The Hotels Business: More Than Hospitality

Many investors have questioned why ITC remained in the luxury hotel business despite relatively modest returns compared to cigarettes.

However, the hotel division serves purposes beyond generating room revenue.

Luxury hotels strengthen the corporate brand, build relationships with business leaders, showcase sustainability initiatives, and create premium experiences associated with ITC's identity. They also diversify earnings while complementing the company's food, agriculture, and hospitality ecosystem.

Although the hotels business contributes a relatively small proportion of profits, it enhances ITC's long-term strategic positioning.

Agriculture and Packaging: The Hidden Advantage

Few consumers associate ITC with agriculture, yet this segment quietly supports several other businesses.

The company procures wheat, spices, tobacco, coffee, and various agricultural commodities directly from farmers through integrated procurement systems. These raw materials feed multiple downstream businesses while improving quality control and reducing procurement costs.

Similarly, ITC's paperboards and packaging division manufactures packaging materials used not only for external customers but also for its own FMCG products.

Owning critical parts of the value chain reduces dependence on suppliers while creating operational efficiencies that many competitors cannot easily replicate.

The Margin Story

Perhaps the most fascinating aspect of ITC is the contrast between its businesses.

The cigarette segment generates exceptionally high operating margins, often exceeding 60% at the business level, whereas FMCG products operate in intensely competitive markets where margins are significantly lower. Hotels require heavy capital investment, while agriculture generates relatively thin margins but high volumes.

Viewed independently, these businesses appear fundamentally different.

Viewed together, they create balance.

High-margin businesses generate cash.

Low-margin businesses create future growth.

Capital-intensive businesses strengthen long-term assets.

Consumer brands diversify risk.

Rather than maximizing profitability within each segment, ITC optimizes profitability across the portfolio.

The Challenges Ahead

Despite its strengths, ITC faces significant challenges.

The long-term outlook for cigarettes remains uncertain due to increasing health awareness, taxation, regulatory restrictions, and changing consumer preferences. Government tax policies continue to influence pricing and demand, making the business vulnerable to regulatory intervention.

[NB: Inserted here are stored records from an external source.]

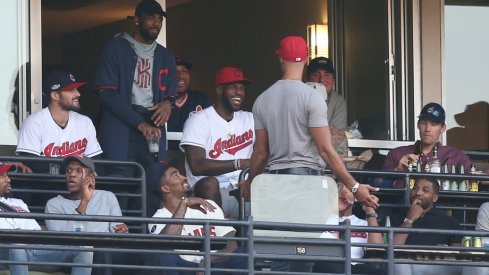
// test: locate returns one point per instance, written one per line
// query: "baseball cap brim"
(243, 81)
(72, 86)
(431, 118)
(6, 168)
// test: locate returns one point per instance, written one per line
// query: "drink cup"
(154, 144)
(79, 226)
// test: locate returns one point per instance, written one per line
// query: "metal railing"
(138, 244)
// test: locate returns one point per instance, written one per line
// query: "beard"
(147, 35)
(68, 107)
(227, 104)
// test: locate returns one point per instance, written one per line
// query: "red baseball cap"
(293, 49)
(5, 168)
(227, 75)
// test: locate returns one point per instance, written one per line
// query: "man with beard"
(188, 101)
(423, 214)
(58, 130)
(136, 80)
(9, 204)
(174, 190)
(218, 141)
(431, 125)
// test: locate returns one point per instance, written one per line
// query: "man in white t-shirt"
(174, 189)
(8, 204)
(218, 141)
(58, 130)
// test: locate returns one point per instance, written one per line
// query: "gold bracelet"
(184, 199)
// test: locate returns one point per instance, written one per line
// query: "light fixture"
(317, 40)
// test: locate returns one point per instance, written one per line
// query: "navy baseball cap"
(60, 81)
(433, 112)
(321, 63)
(87, 162)
(149, 7)
(4, 168)
(183, 62)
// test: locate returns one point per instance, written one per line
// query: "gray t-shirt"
(102, 203)
(287, 110)
(142, 93)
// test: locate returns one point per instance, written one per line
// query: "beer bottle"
(387, 224)
(462, 185)
(473, 184)
(445, 185)
(454, 183)
(411, 179)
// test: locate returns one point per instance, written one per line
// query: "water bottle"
(435, 165)
(454, 183)
(387, 224)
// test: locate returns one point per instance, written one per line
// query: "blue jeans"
(55, 256)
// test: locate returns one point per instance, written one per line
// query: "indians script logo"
(143, 74)
(232, 145)
(66, 148)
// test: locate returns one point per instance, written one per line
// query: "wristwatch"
(355, 188)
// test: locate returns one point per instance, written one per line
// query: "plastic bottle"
(454, 183)
(435, 165)
(387, 224)
(445, 185)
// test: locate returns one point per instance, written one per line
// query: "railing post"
(207, 248)
(250, 246)
(347, 238)
(390, 251)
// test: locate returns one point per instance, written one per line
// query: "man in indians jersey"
(58, 130)
(218, 141)
(188, 101)
(174, 189)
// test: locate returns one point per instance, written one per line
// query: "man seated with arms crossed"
(84, 199)
(423, 214)
(431, 125)
(174, 189)
(218, 141)
(9, 204)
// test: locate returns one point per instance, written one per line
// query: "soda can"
(477, 242)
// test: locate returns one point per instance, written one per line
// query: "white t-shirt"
(356, 237)
(221, 139)
(191, 229)
(40, 135)
(15, 223)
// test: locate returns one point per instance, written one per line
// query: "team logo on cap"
(238, 74)
(55, 87)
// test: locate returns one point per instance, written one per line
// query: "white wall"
(13, 53)
(466, 58)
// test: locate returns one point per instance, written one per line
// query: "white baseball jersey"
(191, 229)
(221, 139)
(10, 223)
(40, 135)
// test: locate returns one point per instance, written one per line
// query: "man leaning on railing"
(423, 214)
(9, 204)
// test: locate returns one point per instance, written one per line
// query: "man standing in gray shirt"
(292, 133)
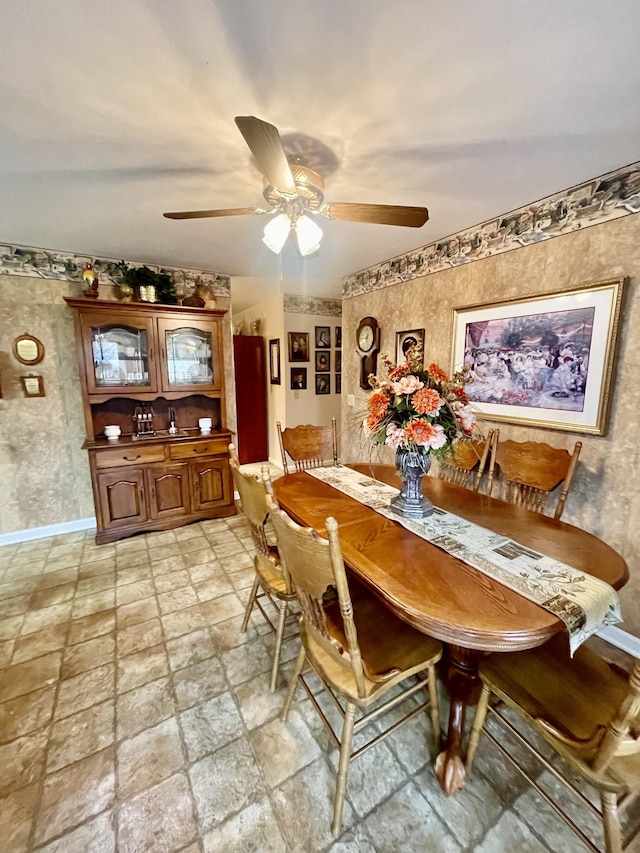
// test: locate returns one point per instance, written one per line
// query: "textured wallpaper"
(605, 498)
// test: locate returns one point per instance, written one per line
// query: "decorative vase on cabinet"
(170, 361)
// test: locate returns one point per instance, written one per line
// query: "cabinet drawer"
(131, 455)
(193, 449)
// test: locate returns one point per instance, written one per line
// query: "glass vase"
(412, 467)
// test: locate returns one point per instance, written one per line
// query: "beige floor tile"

Simultaneously, FMCG categories have become intensely competitive. ITC competes against Hindustan Unilever, Nestlé India, Britannia, Tata Consumer Products, Parle, Dabur, Marico, Emami, and dozens of regional brands. Sustaining growth will require continuous innovation rather than relying solely on distribution strength.

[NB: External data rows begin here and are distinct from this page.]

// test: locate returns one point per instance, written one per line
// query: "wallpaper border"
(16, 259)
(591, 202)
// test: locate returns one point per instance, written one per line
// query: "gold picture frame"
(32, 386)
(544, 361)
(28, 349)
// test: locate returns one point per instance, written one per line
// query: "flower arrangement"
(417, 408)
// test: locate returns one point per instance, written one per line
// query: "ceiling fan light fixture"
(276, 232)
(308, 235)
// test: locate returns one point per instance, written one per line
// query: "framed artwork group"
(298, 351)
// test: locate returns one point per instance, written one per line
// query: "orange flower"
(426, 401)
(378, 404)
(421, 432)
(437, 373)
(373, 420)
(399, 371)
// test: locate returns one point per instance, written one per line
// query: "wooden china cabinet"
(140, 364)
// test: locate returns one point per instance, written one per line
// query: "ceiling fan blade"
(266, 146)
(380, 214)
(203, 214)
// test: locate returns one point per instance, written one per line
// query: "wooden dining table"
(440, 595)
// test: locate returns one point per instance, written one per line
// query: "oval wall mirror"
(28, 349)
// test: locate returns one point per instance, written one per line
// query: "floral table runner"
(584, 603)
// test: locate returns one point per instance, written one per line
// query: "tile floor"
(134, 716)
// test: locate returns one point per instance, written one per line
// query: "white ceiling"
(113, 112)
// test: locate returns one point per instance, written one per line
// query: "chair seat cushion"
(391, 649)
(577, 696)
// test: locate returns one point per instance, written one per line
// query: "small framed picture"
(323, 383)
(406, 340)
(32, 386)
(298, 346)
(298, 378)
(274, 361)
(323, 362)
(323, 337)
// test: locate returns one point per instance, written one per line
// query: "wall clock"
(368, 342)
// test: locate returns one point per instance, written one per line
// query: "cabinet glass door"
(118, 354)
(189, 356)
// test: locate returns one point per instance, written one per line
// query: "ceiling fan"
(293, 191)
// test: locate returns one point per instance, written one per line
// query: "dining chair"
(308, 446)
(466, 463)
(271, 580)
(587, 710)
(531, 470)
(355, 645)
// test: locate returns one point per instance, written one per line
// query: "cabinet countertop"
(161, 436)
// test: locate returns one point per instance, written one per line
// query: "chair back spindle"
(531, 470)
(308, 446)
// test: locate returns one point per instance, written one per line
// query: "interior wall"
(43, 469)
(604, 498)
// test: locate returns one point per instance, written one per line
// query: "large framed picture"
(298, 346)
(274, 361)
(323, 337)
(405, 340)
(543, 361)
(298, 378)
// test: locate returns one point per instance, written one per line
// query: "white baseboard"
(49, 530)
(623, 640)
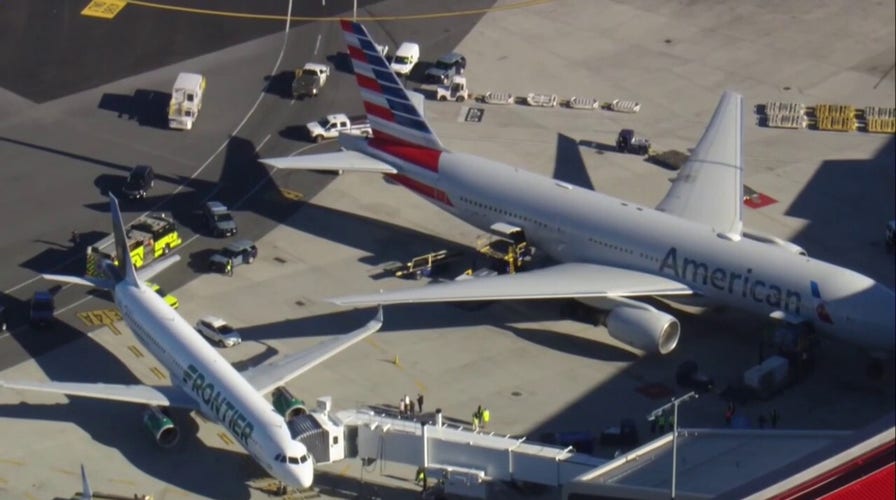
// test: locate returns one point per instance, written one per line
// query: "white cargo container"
(186, 100)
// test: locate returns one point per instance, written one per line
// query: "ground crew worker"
(420, 477)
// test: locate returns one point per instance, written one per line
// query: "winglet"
(86, 492)
(125, 266)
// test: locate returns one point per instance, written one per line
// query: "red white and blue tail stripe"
(392, 115)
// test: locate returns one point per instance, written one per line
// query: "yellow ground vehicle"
(149, 237)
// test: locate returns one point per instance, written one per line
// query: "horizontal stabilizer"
(147, 273)
(561, 281)
(100, 283)
(348, 161)
(268, 376)
(140, 394)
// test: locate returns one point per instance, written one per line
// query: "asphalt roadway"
(537, 370)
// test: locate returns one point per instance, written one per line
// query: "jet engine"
(287, 405)
(646, 329)
(778, 242)
(159, 424)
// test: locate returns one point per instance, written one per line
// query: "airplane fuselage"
(572, 224)
(221, 393)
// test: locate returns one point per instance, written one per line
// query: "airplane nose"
(306, 475)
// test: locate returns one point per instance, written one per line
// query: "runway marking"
(272, 17)
(102, 317)
(420, 385)
(64, 471)
(158, 373)
(104, 9)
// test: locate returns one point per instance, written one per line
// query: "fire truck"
(149, 237)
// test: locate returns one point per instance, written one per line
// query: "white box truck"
(186, 100)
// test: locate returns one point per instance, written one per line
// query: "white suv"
(217, 330)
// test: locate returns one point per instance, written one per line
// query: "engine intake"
(287, 405)
(646, 329)
(161, 427)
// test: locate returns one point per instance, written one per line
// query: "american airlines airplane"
(691, 247)
(203, 380)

The demerger of the hotels business also signals ITC's willingness to sharpen strategic focus and unlock shareholder value by allowing each business to pursue independent growth strategies.

Lessons for Business Leaders

ITC's story offers lessons extending far beyond the tobacco industry.

First, cash-generating businesses should finance future growth rather than merely increase dividends.

Second, diversification succeeds only when businesses reinforce one another through shared capabilities such as procurement, manufacturing, distribution, or branding.

Third, building market leadership requires patience. Many of ITC's FMCG brands took more than a decade before becoming meaningful contributors.

Finally, sustainable competitive advantage rarely comes from a single product. It emerges from systems, supply chains, capital allocation, distribution networks, and disciplined long-term execution.

ITC is often described as a cigarette company trying to become an FMCG company.

A more accurate description would be this:

ITC is a capital allocation company that happens to sell consumer products.

Its true strength lies not in what it manufactures, but in how it deploys capital, builds ecosystems, and patiently converts cash flows from mature businesses into the growth engines of tomorrow.